Há no prenome uma candura saudável, muito da metade do século. Carol atingiu o auge na época de Burnett e de King, e herda-lhe o espírito: viva de espírito (este humor não é por acaso), capaz de dominar uma sala com uma resposta bem colocada, sem nunca exigir desesperadamente os holofotes. A sua ambição é real, mas discreta, do tipo que se faz promover tranquilamente enquanto colegas mais barulhentos polêm ainda os seus discursos.
A diplomacia é o seu superpoder. Carol é a mediadora natural, aquela que desarma a discussão familiar antes da sobremesa, misturando equidade e a justa dose de caráter para manter uma linha quando conta. A sua homónima festiva também não é um acaso de caráter: há nela algo de hospitalidade e de festa, uma energia de anfitriã que tem tudo previsto.
Confiem-lhe um projeto e ela trará tanto o estalo como o acompanhamento. Contrariem-na e descobrirão que a independência da mulher livre tem dentes. Mas na maioria das vezes, conviver com uma Carol é como uma cozinha bem aquecida num dia frio: fiável, engraçada, um bocado retro-cool, e discretamente indispensável. É a amiga que se chama primeiro, e aquela que, não se sabe como, sempre responde.
Retrato lúdico, para levar com um sorriso.
Carol possui uma sensualidade que não grita, mas que ressoa. Descendente do ancestral « homem livre », não gosta de moldes emocionais nem de jogos de poder doentios. No amor, é franca, direta, quase brutal na sua autenticidade. Seduz por uma presença calma, essa tranquilidade de quem conhece o seu valor e não precisa de provar grande coisa. O que a atrai é o espírito: um parceiro que saiba debater, que tenha corpo de ideia, que não se deixe dominar facilmente. Procura um igual, um duelo de energias onde a paixão nasce da cumplicidade intelectual tanto quanto do corpo. Pelo contrário, o que a cansa instantaneamente é a fraqueza de caráter, a hesitação perpétua ou a dependência afetiva sufocante. Precisa de ar, de espaço. Se forem demasiado pesados, possessivos ou indecisos, ela desaparecerá com uma elegância gélida, sem fazer escândalo, pois a sua liberdade interior é o seu bem mais precioso.

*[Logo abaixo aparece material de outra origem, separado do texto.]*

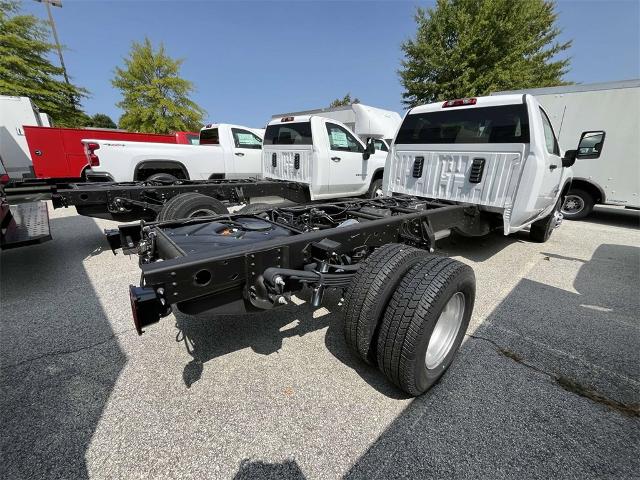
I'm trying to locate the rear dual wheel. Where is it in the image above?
[345,244,475,396]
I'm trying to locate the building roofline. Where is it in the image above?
[271,105,351,119]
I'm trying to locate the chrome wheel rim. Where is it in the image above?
[424,292,466,370]
[562,195,584,215]
[189,208,217,218]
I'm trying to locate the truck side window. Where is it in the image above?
[540,109,560,155]
[231,128,262,150]
[327,123,364,153]
[576,130,605,158]
[373,139,389,152]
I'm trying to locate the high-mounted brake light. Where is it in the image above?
[442,98,478,108]
[87,142,100,167]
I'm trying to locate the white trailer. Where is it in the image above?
[0,95,51,179]
[494,79,640,219]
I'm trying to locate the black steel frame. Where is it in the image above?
[1,179,310,221]
[105,199,491,333]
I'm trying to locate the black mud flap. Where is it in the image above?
[0,202,51,250]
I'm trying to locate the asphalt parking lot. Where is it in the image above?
[0,202,640,479]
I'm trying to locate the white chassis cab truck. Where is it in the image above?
[106,95,577,395]
[262,104,399,200]
[384,94,580,241]
[82,123,262,182]
[494,79,640,220]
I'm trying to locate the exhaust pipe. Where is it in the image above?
[129,285,171,335]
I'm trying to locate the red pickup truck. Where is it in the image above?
[24,126,199,179]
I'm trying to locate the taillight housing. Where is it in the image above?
[87,142,100,167]
[442,98,478,108]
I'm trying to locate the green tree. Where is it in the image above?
[111,38,205,133]
[85,113,118,128]
[0,0,87,127]
[398,0,571,106]
[329,93,360,108]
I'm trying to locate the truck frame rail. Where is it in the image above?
[105,196,491,334]
[5,178,309,221]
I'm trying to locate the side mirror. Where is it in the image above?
[562,150,578,168]
[362,138,376,160]
[576,130,606,160]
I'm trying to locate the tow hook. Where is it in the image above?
[553,210,564,228]
[129,285,171,335]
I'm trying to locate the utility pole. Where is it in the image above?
[36,0,69,84]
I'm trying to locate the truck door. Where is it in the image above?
[326,122,369,195]
[231,128,262,178]
[540,108,562,206]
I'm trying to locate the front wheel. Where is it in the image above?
[562,188,595,220]
[376,257,476,396]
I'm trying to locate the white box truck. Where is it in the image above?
[0,95,51,179]
[494,79,640,220]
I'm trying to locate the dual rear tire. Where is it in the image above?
[345,244,475,396]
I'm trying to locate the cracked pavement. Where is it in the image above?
[0,202,640,479]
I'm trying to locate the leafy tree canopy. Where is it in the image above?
[399,0,571,106]
[112,38,205,133]
[329,93,360,108]
[85,113,118,128]
[0,0,87,127]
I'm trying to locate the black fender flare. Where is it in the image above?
[133,159,190,180]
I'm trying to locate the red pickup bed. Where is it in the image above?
[24,126,198,179]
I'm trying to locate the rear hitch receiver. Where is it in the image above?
[129,285,171,335]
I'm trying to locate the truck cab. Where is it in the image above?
[262,115,388,200]
[384,95,578,235]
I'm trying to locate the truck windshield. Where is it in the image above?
[395,104,529,144]
[264,122,312,145]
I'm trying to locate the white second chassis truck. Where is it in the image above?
[262,103,401,200]
[106,95,592,395]
[495,79,640,220]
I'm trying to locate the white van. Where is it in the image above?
[495,79,640,219]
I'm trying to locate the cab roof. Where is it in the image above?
[407,94,525,115]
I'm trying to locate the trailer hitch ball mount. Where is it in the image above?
[129,285,171,335]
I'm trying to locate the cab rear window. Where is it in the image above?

Significa no fundo « homem livre » ou « forte », da raiz germânica Karl (Carolus), chegado ao inglês através do prenome feminino Caroline.
Por pura coincidência. A palavra do cântico vem do antigo francês « carole », uma roda dançada, enquanto o prenome vem de Carolus. Esta agradável coincidência simplesmente conferiu ao prenome uma aura festiva.
Nos Estados Unidos, atingiu o auge nas décadas de 1940 e 1950, quando era um dos nomes de raparigas mais comuns, o que lhe confere hoje um charme clássico da metade do século.
É maioritariamente feminino nos Estados Unidos. A ortografia masculina Carroll existe (como o ator Carroll O'Connor), e na Roménia Carol é um nome real masculino.
Não há tradição de festa nos Estados Unidos, mas a festa católica mais próxima é a de São Carlos Borromeu, a 4 de novembro, já que Carol partilha a raiz Carolus.